The Firetower on Hurricane Mountain was the boy’s last Institute for the Advancement of Humankind. It required a lot of planning but was an adventure to hike. As is usual with every Adirondack adventure, the boy with four first names, had to leave early in the morning in order to reach the spindly spider-like affair of rusted metal, with a strange little shack on top. The journey entailed an arduous hike through the woods to a wonderful flower-laden meadow, then over a few streams, following a path up by the sugarhouse, up again, and around a huge, steep cliff, a bald granite peak, worn, like an old man's scalp. The cliff signaled the half way point, and climbing became steeper and steeper through an ever thinning forest, until just scrub and rock remained.

He felt the harsh wind and weather on his face. It was scary, especially when static electricity and bolts of lightning flashed and thunder roared, but it was also exhilarating. Terry Michael felt energized and excited when he finally sat down to enjoy the view and his peanut butter sandwich, the reward for all his hard work.

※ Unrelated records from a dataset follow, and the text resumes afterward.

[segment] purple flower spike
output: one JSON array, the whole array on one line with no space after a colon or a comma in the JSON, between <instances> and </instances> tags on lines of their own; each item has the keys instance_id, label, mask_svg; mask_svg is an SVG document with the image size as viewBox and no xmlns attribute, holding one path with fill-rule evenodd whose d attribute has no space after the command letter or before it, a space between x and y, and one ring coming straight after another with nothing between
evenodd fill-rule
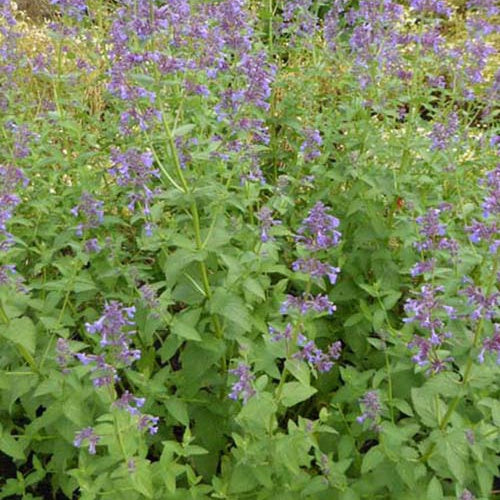
<instances>
[{"instance_id":1,"label":"purple flower spike","mask_svg":"<svg viewBox=\"0 0 500 500\"><path fill-rule=\"evenodd\" d=\"M89 445L89 453L91 455L95 455L95 447L100 439L101 438L94 432L94 429L92 427L86 427L76 434L73 444L77 448L81 448L83 441L87 440Z\"/></svg>"},{"instance_id":2,"label":"purple flower spike","mask_svg":"<svg viewBox=\"0 0 500 500\"><path fill-rule=\"evenodd\" d=\"M485 338L483 340L483 348L478 355L478 360L480 363L484 363L485 353L496 354L497 364L500 365L500 324L495 324L495 331L491 337Z\"/></svg>"},{"instance_id":3,"label":"purple flower spike","mask_svg":"<svg viewBox=\"0 0 500 500\"><path fill-rule=\"evenodd\" d=\"M292 332L293 332L293 326L291 323L288 323L286 325L285 330L283 332L276 330L272 326L269 327L269 334L271 335L272 342L278 342L282 339L290 340L292 338Z\"/></svg>"},{"instance_id":4,"label":"purple flower spike","mask_svg":"<svg viewBox=\"0 0 500 500\"><path fill-rule=\"evenodd\" d=\"M79 215L85 219L85 222L78 225L76 235L82 236L85 229L99 227L104 219L104 203L94 199L94 197L84 192L80 198L80 203L71 209L71 214L75 217Z\"/></svg>"},{"instance_id":5,"label":"purple flower spike","mask_svg":"<svg viewBox=\"0 0 500 500\"><path fill-rule=\"evenodd\" d=\"M376 421L382 413L382 405L377 391L368 391L359 402L364 411L356 418L357 422L362 424L365 420L371 421L371 428L378 430Z\"/></svg>"},{"instance_id":6,"label":"purple flower spike","mask_svg":"<svg viewBox=\"0 0 500 500\"><path fill-rule=\"evenodd\" d=\"M120 399L116 400L113 403L113 406L120 408L122 410L126 410L131 415L140 415L141 412L138 408L142 408L144 403L146 402L145 398L136 398L129 391L125 391Z\"/></svg>"},{"instance_id":7,"label":"purple flower spike","mask_svg":"<svg viewBox=\"0 0 500 500\"><path fill-rule=\"evenodd\" d=\"M297 231L296 240L312 252L326 250L339 244L339 220L327 213L328 208L318 201Z\"/></svg>"},{"instance_id":8,"label":"purple flower spike","mask_svg":"<svg viewBox=\"0 0 500 500\"><path fill-rule=\"evenodd\" d=\"M252 387L252 381L255 375L250 371L250 366L240 362L237 368L229 370L229 373L236 375L238 380L232 385L229 397L237 401L241 399L243 404L256 394L255 389Z\"/></svg>"},{"instance_id":9,"label":"purple flower spike","mask_svg":"<svg viewBox=\"0 0 500 500\"><path fill-rule=\"evenodd\" d=\"M278 226L281 224L280 220L273 219L272 210L268 207L262 207L260 212L257 214L257 219L260 220L260 239L263 243L267 241L273 241L274 238L269 235L269 229L272 226Z\"/></svg>"},{"instance_id":10,"label":"purple flower spike","mask_svg":"<svg viewBox=\"0 0 500 500\"><path fill-rule=\"evenodd\" d=\"M142 415L137 423L137 428L140 431L147 429L148 432L153 435L158 432L158 422L160 417L153 417L152 415Z\"/></svg>"},{"instance_id":11,"label":"purple flower spike","mask_svg":"<svg viewBox=\"0 0 500 500\"><path fill-rule=\"evenodd\" d=\"M450 113L445 122L436 122L430 133L432 140L431 149L444 150L451 142L455 142L457 140L458 127L458 115L455 112Z\"/></svg>"},{"instance_id":12,"label":"purple flower spike","mask_svg":"<svg viewBox=\"0 0 500 500\"><path fill-rule=\"evenodd\" d=\"M339 267L324 264L314 258L298 259L292 264L292 269L294 271L309 274L313 278L326 276L332 285L337 282L337 275L340 273Z\"/></svg>"},{"instance_id":13,"label":"purple flower spike","mask_svg":"<svg viewBox=\"0 0 500 500\"><path fill-rule=\"evenodd\" d=\"M325 353L316 346L314 340L309 340L302 334L298 336L297 345L301 349L293 357L307 361L321 373L329 372L342 352L342 343L339 341L331 344Z\"/></svg>"},{"instance_id":14,"label":"purple flower spike","mask_svg":"<svg viewBox=\"0 0 500 500\"><path fill-rule=\"evenodd\" d=\"M102 347L112 346L118 349L118 359L130 366L133 361L140 358L140 351L130 349L130 336L134 331L124 331L134 323L135 307L124 307L117 301L106 304L104 315L94 323L87 323L87 332L91 335L99 334Z\"/></svg>"},{"instance_id":15,"label":"purple flower spike","mask_svg":"<svg viewBox=\"0 0 500 500\"><path fill-rule=\"evenodd\" d=\"M323 144L319 130L305 130L305 141L300 146L300 152L304 155L305 161L311 161L321 156L319 147Z\"/></svg>"},{"instance_id":16,"label":"purple flower spike","mask_svg":"<svg viewBox=\"0 0 500 500\"><path fill-rule=\"evenodd\" d=\"M333 314L337 307L326 295L304 294L301 297L287 295L285 301L281 304L280 312L281 314L288 314L292 309L298 310L300 314L306 314L309 311Z\"/></svg>"}]
</instances>

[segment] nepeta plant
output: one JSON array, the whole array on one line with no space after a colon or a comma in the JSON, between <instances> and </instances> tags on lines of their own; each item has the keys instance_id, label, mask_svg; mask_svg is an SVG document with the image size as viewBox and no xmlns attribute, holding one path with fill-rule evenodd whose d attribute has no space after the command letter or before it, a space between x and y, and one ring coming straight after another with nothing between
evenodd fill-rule
<instances>
[{"instance_id":1,"label":"nepeta plant","mask_svg":"<svg viewBox=\"0 0 500 500\"><path fill-rule=\"evenodd\" d=\"M491 498L498 7L0 0L0 498Z\"/></svg>"}]
</instances>

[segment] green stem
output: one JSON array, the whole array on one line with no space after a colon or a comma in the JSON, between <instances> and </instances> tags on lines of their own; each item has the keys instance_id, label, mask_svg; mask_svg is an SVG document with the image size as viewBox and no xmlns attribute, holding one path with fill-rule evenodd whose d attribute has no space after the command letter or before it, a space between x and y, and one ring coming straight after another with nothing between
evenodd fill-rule
<instances>
[{"instance_id":1,"label":"green stem","mask_svg":"<svg viewBox=\"0 0 500 500\"><path fill-rule=\"evenodd\" d=\"M177 173L177 176L180 180L180 184L182 186L182 190L184 193L189 193L189 184L186 180L186 177L184 175L184 172L182 171L181 163L179 161L179 155L177 153L177 147L175 145L174 141L174 136L172 133L172 130L168 124L168 121L165 117L165 112L162 113L162 122L163 122L163 127L165 130L165 133L167 135L167 140L170 146L170 153L172 155L172 159L174 162L174 167ZM194 237L195 237L195 243L196 243L196 249L198 251L203 250L203 241L201 238L201 225L200 225L200 214L198 212L198 206L196 204L196 200L193 200L191 203L191 217L193 220L193 228L194 228ZM208 279L208 271L207 271L207 266L204 261L200 261L199 263L200 266L200 273L201 273L201 279L203 282L203 289L205 291L205 297L210 300L212 298L212 289L210 287L210 281ZM218 339L223 338L223 331L222 331L222 326L220 324L219 318L215 315L212 315L212 325L215 330L215 334ZM227 361L226 361L226 355L224 354L222 357L222 368L224 371L227 369Z\"/></svg>"},{"instance_id":2,"label":"green stem","mask_svg":"<svg viewBox=\"0 0 500 500\"><path fill-rule=\"evenodd\" d=\"M496 257L498 257L498 256L496 256ZM494 283L496 281L496 275L497 275L497 270L498 270L498 258L496 258L494 262L495 263L493 265L493 270L492 270L492 273L491 273L491 279L490 279L490 281L488 283L487 290L486 290L486 295L487 296L491 294L491 291L493 289L493 285L494 285ZM484 318L481 318L481 320L479 321L479 324L478 324L478 326L476 328L476 331L474 333L474 338L472 340L472 348L473 349L478 346L479 341L481 339L481 334L483 332L483 329L484 329ZM467 360L467 364L465 365L464 376L463 376L463 379L462 379L462 382L461 382L462 388L461 388L459 394L451 402L451 404L448 407L446 413L444 414L443 419L441 420L441 422L439 424L439 430L441 430L441 431L444 431L444 429L448 425L448 422L449 422L451 416L453 415L453 412L455 411L455 408L457 407L457 405L460 402L460 400L462 400L463 397L464 397L464 393L466 391L467 384L469 383L469 378L470 378L470 375L471 375L473 363L474 363L474 358L471 356L471 354L469 354L469 359ZM430 448L429 448L429 451L424 456L422 456L420 458L420 461L421 462L427 461L432 456L432 454L434 453L435 448L436 448L436 444L432 443L431 446L430 446Z\"/></svg>"}]
</instances>

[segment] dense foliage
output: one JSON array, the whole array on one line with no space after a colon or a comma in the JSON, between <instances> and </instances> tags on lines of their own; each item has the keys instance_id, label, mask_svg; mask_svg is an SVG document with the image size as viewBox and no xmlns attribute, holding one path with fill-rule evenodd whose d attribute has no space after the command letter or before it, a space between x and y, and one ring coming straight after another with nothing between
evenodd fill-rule
<instances>
[{"instance_id":1,"label":"dense foliage","mask_svg":"<svg viewBox=\"0 0 500 500\"><path fill-rule=\"evenodd\" d=\"M488 499L493 0L0 0L0 498Z\"/></svg>"}]
</instances>

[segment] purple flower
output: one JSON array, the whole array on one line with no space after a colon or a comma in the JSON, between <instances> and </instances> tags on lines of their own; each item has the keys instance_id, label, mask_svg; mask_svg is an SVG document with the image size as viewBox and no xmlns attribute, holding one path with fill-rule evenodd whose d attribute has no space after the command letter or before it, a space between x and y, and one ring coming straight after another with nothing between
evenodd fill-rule
<instances>
[{"instance_id":1,"label":"purple flower","mask_svg":"<svg viewBox=\"0 0 500 500\"><path fill-rule=\"evenodd\" d=\"M74 17L77 21L83 19L87 10L86 0L50 0L50 3L57 5L63 14Z\"/></svg>"},{"instance_id":2,"label":"purple flower","mask_svg":"<svg viewBox=\"0 0 500 500\"><path fill-rule=\"evenodd\" d=\"M98 253L101 251L101 246L97 238L91 238L83 244L83 249L86 253Z\"/></svg>"},{"instance_id":3,"label":"purple flower","mask_svg":"<svg viewBox=\"0 0 500 500\"><path fill-rule=\"evenodd\" d=\"M136 205L142 205L143 214L149 216L151 201L157 194L150 188L150 183L159 177L159 171L153 168L152 153L140 153L135 148L122 153L113 148L111 163L109 172L116 178L117 184L130 189L128 209L133 212Z\"/></svg>"},{"instance_id":4,"label":"purple flower","mask_svg":"<svg viewBox=\"0 0 500 500\"><path fill-rule=\"evenodd\" d=\"M486 241L490 244L496 244L496 236L500 235L500 230L496 222L491 224L473 220L470 226L466 226L465 230L469 233L469 239L472 243L480 243ZM491 252L495 253L495 252Z\"/></svg>"},{"instance_id":5,"label":"purple flower","mask_svg":"<svg viewBox=\"0 0 500 500\"><path fill-rule=\"evenodd\" d=\"M325 353L316 346L314 340L308 340L302 334L298 336L297 345L300 347L300 350L293 357L307 361L321 373L329 372L335 361L340 358L342 352L342 343L340 341L331 344Z\"/></svg>"},{"instance_id":6,"label":"purple flower","mask_svg":"<svg viewBox=\"0 0 500 500\"><path fill-rule=\"evenodd\" d=\"M328 208L318 201L309 215L302 221L296 240L304 243L312 252L335 247L339 244L341 233L337 231L339 220L327 213Z\"/></svg>"},{"instance_id":7,"label":"purple flower","mask_svg":"<svg viewBox=\"0 0 500 500\"><path fill-rule=\"evenodd\" d=\"M56 362L63 368L63 373L66 371L68 363L73 358L73 353L69 348L69 343L66 339L58 338L56 343Z\"/></svg>"},{"instance_id":8,"label":"purple flower","mask_svg":"<svg viewBox=\"0 0 500 500\"><path fill-rule=\"evenodd\" d=\"M456 112L450 113L444 122L435 122L432 127L432 132L429 134L432 140L431 149L444 150L450 143L458 139L458 114Z\"/></svg>"},{"instance_id":9,"label":"purple flower","mask_svg":"<svg viewBox=\"0 0 500 500\"><path fill-rule=\"evenodd\" d=\"M306 129L304 133L306 137L300 146L300 152L304 155L305 161L314 160L314 158L321 155L319 146L323 144L323 140L321 139L319 130Z\"/></svg>"},{"instance_id":10,"label":"purple flower","mask_svg":"<svg viewBox=\"0 0 500 500\"><path fill-rule=\"evenodd\" d=\"M238 380L231 387L229 397L235 401L241 399L243 404L246 404L256 394L252 387L255 375L250 371L250 366L242 362L238 363L237 368L229 370L229 373L238 377Z\"/></svg>"},{"instance_id":11,"label":"purple flower","mask_svg":"<svg viewBox=\"0 0 500 500\"><path fill-rule=\"evenodd\" d=\"M130 415L140 415L141 412L138 408L142 408L146 402L145 398L136 398L129 391L125 391L120 399L117 399L113 406L127 411Z\"/></svg>"},{"instance_id":12,"label":"purple flower","mask_svg":"<svg viewBox=\"0 0 500 500\"><path fill-rule=\"evenodd\" d=\"M500 324L494 325L493 335L483 340L483 347L478 355L480 363L484 363L485 353L495 354L497 356L497 364L500 365Z\"/></svg>"},{"instance_id":13,"label":"purple flower","mask_svg":"<svg viewBox=\"0 0 500 500\"><path fill-rule=\"evenodd\" d=\"M85 327L90 334L98 333L101 336L101 346L121 345L122 329L134 324L135 307L124 307L116 300L104 306L104 314L94 323L86 323ZM134 332L129 332L132 334Z\"/></svg>"},{"instance_id":14,"label":"purple flower","mask_svg":"<svg viewBox=\"0 0 500 500\"><path fill-rule=\"evenodd\" d=\"M101 438L94 432L94 429L92 427L86 427L76 434L73 444L77 448L81 448L83 441L87 440L89 445L89 453L91 455L95 455L95 447L100 439Z\"/></svg>"},{"instance_id":15,"label":"purple flower","mask_svg":"<svg viewBox=\"0 0 500 500\"><path fill-rule=\"evenodd\" d=\"M94 387L112 386L117 380L120 380L116 368L107 363L103 355L78 353L75 356L82 365L93 365L91 373L93 374L92 384Z\"/></svg>"},{"instance_id":16,"label":"purple flower","mask_svg":"<svg viewBox=\"0 0 500 500\"><path fill-rule=\"evenodd\" d=\"M420 250L451 250L454 253L457 250L457 243L454 240L445 238L446 224L442 224L439 220L439 215L443 208L431 208L424 216L417 217L417 224L420 226L419 233L423 239L415 243L415 247ZM441 238L442 237L442 238Z\"/></svg>"},{"instance_id":17,"label":"purple flower","mask_svg":"<svg viewBox=\"0 0 500 500\"><path fill-rule=\"evenodd\" d=\"M307 314L309 311L317 313L333 314L337 307L330 302L326 295L302 294L301 297L287 295L281 304L281 314L288 314L290 310L296 309L300 314Z\"/></svg>"},{"instance_id":18,"label":"purple flower","mask_svg":"<svg viewBox=\"0 0 500 500\"><path fill-rule=\"evenodd\" d=\"M14 237L7 230L7 222L12 218L14 208L21 203L15 190L27 185L28 179L22 170L11 165L0 165L0 251L6 251L13 244Z\"/></svg>"},{"instance_id":19,"label":"purple flower","mask_svg":"<svg viewBox=\"0 0 500 500\"><path fill-rule=\"evenodd\" d=\"M410 274L415 278L420 274L431 273L434 271L436 266L436 259L424 260L422 262L417 262L410 271Z\"/></svg>"},{"instance_id":20,"label":"purple flower","mask_svg":"<svg viewBox=\"0 0 500 500\"><path fill-rule=\"evenodd\" d=\"M3 264L0 266L0 286L15 285L20 293L26 293L23 285L24 278L17 273L14 264Z\"/></svg>"},{"instance_id":21,"label":"purple flower","mask_svg":"<svg viewBox=\"0 0 500 500\"><path fill-rule=\"evenodd\" d=\"M496 16L500 13L500 7L497 0L469 0L467 9L477 9L485 13L488 17Z\"/></svg>"},{"instance_id":22,"label":"purple flower","mask_svg":"<svg viewBox=\"0 0 500 500\"><path fill-rule=\"evenodd\" d=\"M272 326L269 327L269 334L271 335L271 341L272 342L278 342L282 339L285 340L291 340L292 338L292 332L293 332L293 326L291 323L287 323L285 329L283 332L280 332L279 330L276 330Z\"/></svg>"},{"instance_id":23,"label":"purple flower","mask_svg":"<svg viewBox=\"0 0 500 500\"><path fill-rule=\"evenodd\" d=\"M371 422L371 428L378 430L377 420L382 413L382 405L377 391L368 391L359 401L363 413L356 418L356 421L362 424L366 420Z\"/></svg>"},{"instance_id":24,"label":"purple flower","mask_svg":"<svg viewBox=\"0 0 500 500\"><path fill-rule=\"evenodd\" d=\"M500 214L500 163L496 168L486 174L486 178L481 181L488 188L488 193L482 204L483 216Z\"/></svg>"},{"instance_id":25,"label":"purple flower","mask_svg":"<svg viewBox=\"0 0 500 500\"><path fill-rule=\"evenodd\" d=\"M456 318L455 309L444 305L438 293L443 292L442 287L423 285L421 292L416 299L408 299L404 306L407 313L412 316L403 319L405 323L418 322L419 326L427 330L429 337L414 335L408 344L409 349L417 348L417 353L412 360L419 366L429 366L428 373L438 373L445 368L445 363L452 361L452 358L441 360L437 355L437 349L451 337L451 334L444 331L445 323L442 318Z\"/></svg>"},{"instance_id":26,"label":"purple flower","mask_svg":"<svg viewBox=\"0 0 500 500\"><path fill-rule=\"evenodd\" d=\"M355 56L354 71L362 88L374 83L368 68L376 65L377 79L394 75L403 68L400 45L404 9L392 0L361 0L359 8L345 15L352 35L349 40Z\"/></svg>"},{"instance_id":27,"label":"purple flower","mask_svg":"<svg viewBox=\"0 0 500 500\"><path fill-rule=\"evenodd\" d=\"M476 500L476 497L469 490L466 489L460 495L459 500Z\"/></svg>"},{"instance_id":28,"label":"purple flower","mask_svg":"<svg viewBox=\"0 0 500 500\"><path fill-rule=\"evenodd\" d=\"M142 285L139 288L139 293L141 294L141 299L150 309L156 309L160 305L156 297L156 292L150 285Z\"/></svg>"},{"instance_id":29,"label":"purple flower","mask_svg":"<svg viewBox=\"0 0 500 500\"><path fill-rule=\"evenodd\" d=\"M327 276L332 285L337 282L337 276L340 272L339 267L330 266L312 257L308 259L297 259L292 264L292 269L296 272L309 274L313 278Z\"/></svg>"},{"instance_id":30,"label":"purple flower","mask_svg":"<svg viewBox=\"0 0 500 500\"><path fill-rule=\"evenodd\" d=\"M459 294L465 295L467 304L474 307L469 315L471 320L478 321L495 317L497 308L500 306L499 292L486 296L480 287L471 284L464 290L460 290Z\"/></svg>"},{"instance_id":31,"label":"purple flower","mask_svg":"<svg viewBox=\"0 0 500 500\"><path fill-rule=\"evenodd\" d=\"M78 225L76 234L82 236L85 229L99 227L104 219L104 203L94 199L94 197L84 192L80 198L80 203L71 209L71 213L78 217L79 215L85 219L85 222Z\"/></svg>"},{"instance_id":32,"label":"purple flower","mask_svg":"<svg viewBox=\"0 0 500 500\"><path fill-rule=\"evenodd\" d=\"M345 10L347 0L334 0L330 10L327 12L323 22L323 36L330 50L337 48L338 36L340 34L341 14Z\"/></svg>"},{"instance_id":33,"label":"purple flower","mask_svg":"<svg viewBox=\"0 0 500 500\"><path fill-rule=\"evenodd\" d=\"M26 158L30 154L30 144L34 141L38 141L40 136L30 131L30 129L24 125L16 125L14 122L7 122L6 128L12 132L14 136L14 158Z\"/></svg>"},{"instance_id":34,"label":"purple flower","mask_svg":"<svg viewBox=\"0 0 500 500\"><path fill-rule=\"evenodd\" d=\"M415 12L439 14L445 17L450 17L453 12L447 3L442 0L411 0L410 7Z\"/></svg>"},{"instance_id":35,"label":"purple flower","mask_svg":"<svg viewBox=\"0 0 500 500\"><path fill-rule=\"evenodd\" d=\"M153 435L158 432L158 422L160 417L153 417L152 415L142 415L137 423L137 428L140 431L147 429L148 432Z\"/></svg>"},{"instance_id":36,"label":"purple flower","mask_svg":"<svg viewBox=\"0 0 500 500\"><path fill-rule=\"evenodd\" d=\"M310 12L312 0L288 0L283 7L282 31L291 33L291 44L297 38L311 37L314 34L317 17Z\"/></svg>"},{"instance_id":37,"label":"purple flower","mask_svg":"<svg viewBox=\"0 0 500 500\"><path fill-rule=\"evenodd\" d=\"M281 224L280 220L273 219L272 210L268 207L262 207L257 214L257 219L260 221L260 239L263 243L272 241L274 238L269 235L269 230L273 226Z\"/></svg>"}]
</instances>

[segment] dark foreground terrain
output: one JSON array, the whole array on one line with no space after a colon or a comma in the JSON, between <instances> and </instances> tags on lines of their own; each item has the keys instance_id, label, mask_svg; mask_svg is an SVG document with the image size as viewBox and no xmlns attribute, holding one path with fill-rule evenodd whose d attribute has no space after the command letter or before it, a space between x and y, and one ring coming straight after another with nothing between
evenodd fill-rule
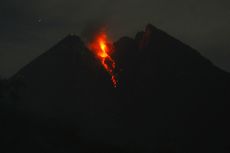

The effort was worthwhile. He was satisfied.

 

These private places were the fountainhead of Patrick Joseph -Terry Michaels’ thoughts and feelings. They provided a fertile ground where all things were animated—clouds formed figures through the tree canopy, birds and animals spoke to him, and most of all, his thoughts were given voices by the winds:

 

A boy's will is the wind's will 

And the thoughts of youth are long, long thoughts.

   

The Institute for the Advancement of Humankind of then and now, were places, playful escapes where he began to commune with deep thoughts and the whispers of identity. The boy with four first names: Terry Michael who explored and climbed the mountain, while Patrick Joseph contemplated the beauty. He was beginning to understand the word, "happy."